NARRATOR: There was now one terrible implication. If the South Tower had fallen, the North was likely to follow. An urgent message was radioed to all firemen in the building. The Ladder 6 team had reached the 27th floor when they got the word to evacuate immediately.

MIKE MELDRUM: We heard someone yelling on the radio, "It's time to start back down now."

MATT KOMOROWSKI: We are trained to go and save people and go into dangerous situations. And then when we're told to abandon our assignment it's a very odd thing

NARRATOR: By now, most of the people who could have gotten out of the burning tower had gotten out. The men of Ladder 6 had only made it down to the fourth floor when, at 10:28, the tower came down.

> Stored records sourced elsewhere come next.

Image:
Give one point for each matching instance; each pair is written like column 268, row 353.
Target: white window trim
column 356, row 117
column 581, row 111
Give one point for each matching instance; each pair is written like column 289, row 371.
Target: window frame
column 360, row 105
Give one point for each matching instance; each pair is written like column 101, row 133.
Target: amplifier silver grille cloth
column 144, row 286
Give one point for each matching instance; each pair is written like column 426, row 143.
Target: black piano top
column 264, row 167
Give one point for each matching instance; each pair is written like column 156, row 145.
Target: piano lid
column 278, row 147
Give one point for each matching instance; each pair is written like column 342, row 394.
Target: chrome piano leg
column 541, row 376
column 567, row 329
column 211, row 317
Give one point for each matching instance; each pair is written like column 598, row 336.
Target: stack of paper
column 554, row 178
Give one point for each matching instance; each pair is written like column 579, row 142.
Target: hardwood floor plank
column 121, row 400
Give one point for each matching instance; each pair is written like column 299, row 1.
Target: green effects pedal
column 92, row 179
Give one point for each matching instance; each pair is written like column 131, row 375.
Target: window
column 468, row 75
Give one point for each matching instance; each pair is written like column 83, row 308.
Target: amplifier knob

MATT KOMOROWSKI: I felt an incredible rush of air at my back.

SAL D'AGOSTINO (Ladder 6 Fire Crew): I remember hearing the boom, the boom. As the floors are pancaking, I'm hearing that.

MIKE MELDRUM: It was like standing in between two heavy freight trains in a tunnel going by you.

NARRATOR: Over 1400 people died in the North Tower but somehow the Ladder 6 team survived.

MIKE MELDRUM: I said, "Captain," I said, "there is a light above us." I thought it was somebody with a flash light. And I said, "What is it?" And he said, "Mick, there is a beautiful blue sky above us." And I said, "Captain, there is a 105-story building above us." He says, "No." He says, "I think we are the top of the World Trade Center right now."

SAL D'AGOSTINO: Yeah.

NARRATOR: Nearly 3000 people perished in the attack. Four hundred seventy nine were from the emergency services. One hundred fifty seven were on board the two jets. The majority of the casualties were office workers who had been trapped in the crumbling towers.

BILL BAKER: The fire may be related to the initial impact.

NARRATOR: The team now believes the North Tower collapsed in a different manner than the South. The main clue lies in what happened to the TV antenna, which rested directly on top of the core.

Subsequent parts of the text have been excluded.